Dollarama (TSX:DOL) has consistently proven why it is one of the most reliable performers on the Canadian stock market. The discount retailer continues to deliver impressive returns for its shareholders, building on a strong track record of growth and resilience. After about a 47% gain in 2024, Dollarama’s momentum hasn’t slowed down. DOL stock has already climbed another 36.7% so far in 2025.
The considerable gain in this Canadian stock reflects the strength of Dollarama’s business model. This value retailer offers a wide selection of everyday essentials, seasonal products, and general merchandise at a range of low fixed price points. This low-cost approach continues to attract cost-conscious consumers in all economic situations, supporting its financials and share price.
Looking ahead, this Canadian stock could continue to deliver above-average returns as it continues to expand its footprint in both domestic and international markets.
Dollarama performs strongly in the first half
Dollarama’s value-driven business model continues to thrive even in uncertain economic times. The discount retailer posted strong results in the first half of fiscal 2026, reflecting its resilience and continued ability to attract cost-conscious consumers.
Sales climbed 9.3% in the first six months of the year, supported by a 4.9% increase in comparable store sales across Canada. The company’s steady pace of new store openings also played a key role in driving growth. During the second quarter alone, Dollarama added 27 net new stores, bringing its total to 49 new locations so far this fiscal year and expanding its nationwide footprint to 1,665 stores. With this momentum, the discount retailer appears well on track to meet its goal of opening between 70 and 80 net new stores by year-end, a move that should further strengthen its top line.
Profitability was even more impressive. Net earnings jumped 18.6% year-over-year, while earnings per share (EPS) rose 19.6%, reflecting both higher sales volumes and effective cost management. Dollarama’s consistent performance highlights its position as a reliable player in Canada’s retail landscape and an attractive option for investors seeking stability and steady growth amid ongoing economic volatility.
Dollarama stock to deliver steady gains
Dollarama is well-positioned to deliver consistent growth and reliable returns. The company’s focus on affordability makes it a defensive play, while its disciplined expansion strategy keeps growth both sustainable and efficient. The retailer is expanding its store base, which is expected to accelerate its sales growth. Moreover, these new stores have quick payback periods and require minimal maintenance costs.
At the same time, Dollarama has been quick to adapt to changing consumer habits. By expanding its presence on third-party delivery platforms, the retailer is adding convenience for customers, which is expected to translate into incremental sales.

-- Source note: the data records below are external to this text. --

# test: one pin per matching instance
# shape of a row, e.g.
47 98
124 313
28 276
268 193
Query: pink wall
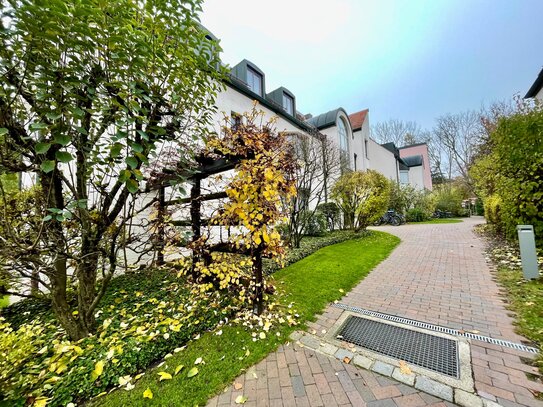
420 149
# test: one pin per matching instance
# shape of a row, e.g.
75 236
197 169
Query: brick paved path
438 274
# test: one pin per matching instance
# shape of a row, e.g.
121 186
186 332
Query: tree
457 136
90 91
317 162
397 131
362 196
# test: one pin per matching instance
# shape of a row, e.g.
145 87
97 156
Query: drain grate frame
436 328
432 352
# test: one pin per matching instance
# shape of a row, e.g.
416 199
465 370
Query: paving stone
408 379
310 341
466 399
343 353
298 386
434 388
382 368
362 361
328 348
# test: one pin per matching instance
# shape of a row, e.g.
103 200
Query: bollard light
528 255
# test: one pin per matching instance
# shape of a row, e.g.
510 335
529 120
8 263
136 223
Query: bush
416 215
316 224
332 213
363 197
510 177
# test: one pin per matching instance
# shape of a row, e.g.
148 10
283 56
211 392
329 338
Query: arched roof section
329 119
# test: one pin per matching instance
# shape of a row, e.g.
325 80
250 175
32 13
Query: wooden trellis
206 167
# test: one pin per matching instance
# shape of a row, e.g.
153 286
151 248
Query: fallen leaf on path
404 368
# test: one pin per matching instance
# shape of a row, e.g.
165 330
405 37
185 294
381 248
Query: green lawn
311 284
526 300
440 220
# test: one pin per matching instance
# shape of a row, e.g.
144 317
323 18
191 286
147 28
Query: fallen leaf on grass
148 394
192 372
164 376
404 368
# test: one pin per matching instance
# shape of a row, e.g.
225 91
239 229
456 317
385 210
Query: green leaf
124 175
62 139
132 185
138 148
132 162
143 134
192 372
63 156
38 126
116 150
42 148
47 166
53 116
78 112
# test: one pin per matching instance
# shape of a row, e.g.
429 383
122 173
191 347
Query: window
235 120
288 104
254 80
404 177
343 139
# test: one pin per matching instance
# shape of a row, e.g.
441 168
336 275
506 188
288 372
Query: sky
411 60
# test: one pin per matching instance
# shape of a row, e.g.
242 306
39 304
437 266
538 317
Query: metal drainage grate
437 328
421 349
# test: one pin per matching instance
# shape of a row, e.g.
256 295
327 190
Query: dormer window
288 104
254 80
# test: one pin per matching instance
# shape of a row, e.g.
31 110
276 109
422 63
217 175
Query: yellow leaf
164 376
98 369
192 372
148 394
241 399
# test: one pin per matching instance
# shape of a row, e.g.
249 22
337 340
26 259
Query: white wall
382 160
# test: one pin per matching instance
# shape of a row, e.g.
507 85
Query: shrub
416 215
316 224
332 213
363 196
513 172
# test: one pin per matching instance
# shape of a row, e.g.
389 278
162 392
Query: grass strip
311 284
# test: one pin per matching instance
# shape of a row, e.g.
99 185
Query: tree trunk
258 301
73 326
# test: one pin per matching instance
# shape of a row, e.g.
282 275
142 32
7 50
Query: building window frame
288 103
255 81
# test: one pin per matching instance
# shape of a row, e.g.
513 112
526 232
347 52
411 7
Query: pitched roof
327 119
358 118
536 87
413 160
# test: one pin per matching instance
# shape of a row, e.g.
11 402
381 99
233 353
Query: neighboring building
416 158
536 91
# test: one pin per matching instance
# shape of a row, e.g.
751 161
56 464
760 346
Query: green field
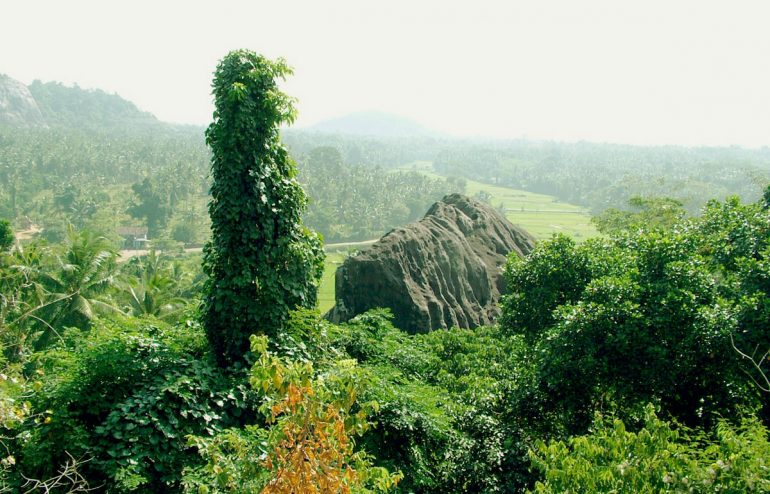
326 290
539 214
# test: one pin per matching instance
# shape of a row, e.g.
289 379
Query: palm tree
152 291
76 285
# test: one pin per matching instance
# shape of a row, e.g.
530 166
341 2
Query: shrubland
632 362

Furthermore, Dollarama’s diverse product mix, which includes well-known brands and private-label goods, enables the company to appeal to a broad customer base while maintaining healthy margins. In addition, its direct sourcing from suppliers further strengthens its cost control and bargaining power.

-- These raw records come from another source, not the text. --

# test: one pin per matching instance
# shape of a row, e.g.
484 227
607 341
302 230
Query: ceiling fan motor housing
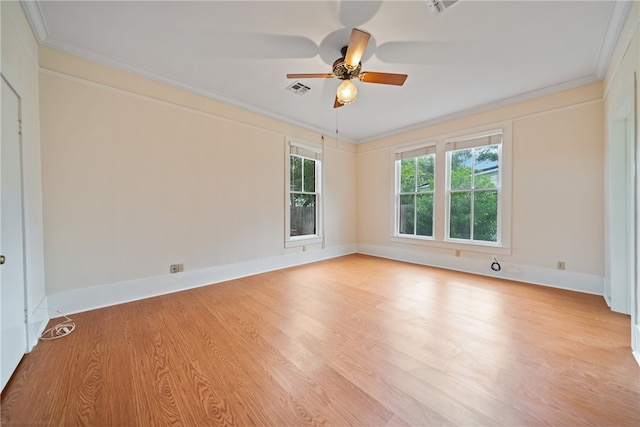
342 70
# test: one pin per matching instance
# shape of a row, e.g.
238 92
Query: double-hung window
415 172
474 188
303 213
454 192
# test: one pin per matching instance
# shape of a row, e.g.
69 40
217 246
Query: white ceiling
473 56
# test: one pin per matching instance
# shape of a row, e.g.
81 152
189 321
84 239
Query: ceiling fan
349 66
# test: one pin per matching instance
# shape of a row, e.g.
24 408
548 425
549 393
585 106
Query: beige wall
622 193
20 69
557 192
138 176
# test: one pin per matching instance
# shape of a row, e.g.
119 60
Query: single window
473 175
415 178
303 188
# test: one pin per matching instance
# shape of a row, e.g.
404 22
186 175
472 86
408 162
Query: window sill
296 242
489 248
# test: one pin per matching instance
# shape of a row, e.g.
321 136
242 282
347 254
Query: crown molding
34 15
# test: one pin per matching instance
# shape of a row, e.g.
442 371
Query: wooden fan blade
357 45
310 76
383 78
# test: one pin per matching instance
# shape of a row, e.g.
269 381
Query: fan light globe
347 92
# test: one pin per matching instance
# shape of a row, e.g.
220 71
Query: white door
12 277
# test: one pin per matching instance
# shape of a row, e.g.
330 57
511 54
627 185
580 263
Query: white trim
635 341
84 299
617 17
37 322
34 15
561 279
572 84
303 241
440 230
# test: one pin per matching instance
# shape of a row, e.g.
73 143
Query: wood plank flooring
356 340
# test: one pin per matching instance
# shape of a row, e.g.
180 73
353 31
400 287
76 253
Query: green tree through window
473 193
303 196
416 181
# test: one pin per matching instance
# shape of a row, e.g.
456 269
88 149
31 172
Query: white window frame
313 152
408 153
441 196
485 139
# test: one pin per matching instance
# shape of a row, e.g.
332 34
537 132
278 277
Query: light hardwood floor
355 340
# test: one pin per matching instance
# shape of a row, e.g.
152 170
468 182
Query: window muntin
415 178
303 200
303 197
480 188
473 175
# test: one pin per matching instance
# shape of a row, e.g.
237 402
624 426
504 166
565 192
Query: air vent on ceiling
438 6
299 88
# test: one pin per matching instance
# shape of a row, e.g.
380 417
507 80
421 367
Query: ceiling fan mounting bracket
344 71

The company will also benefit from its recent acquisition of Australia-based discount retailer, The Reject Shop Limited (TRS). The move expands Dollarama’s international footprint and geographically diversifies its exposure beyond Canada.
In addition to steady capital gains, Dollarama’s shareholders have also benefited from the company’s consistent dividend growth. It has uninterruptedly increased its dividend since 2011 and is likely to maintain this growth streak.
Notably, the highest 12-month price target for Dollarama stock is $222.86, suggesting an upside potential of around 16.5% from its closing price of $191.26 on November 12. Over the past five years, Dollarama stock has grown at a compound annual growth rate (CAGR) of 31.7%. If it maintains that pace, its shares could climb to approximately $251.89 in one year.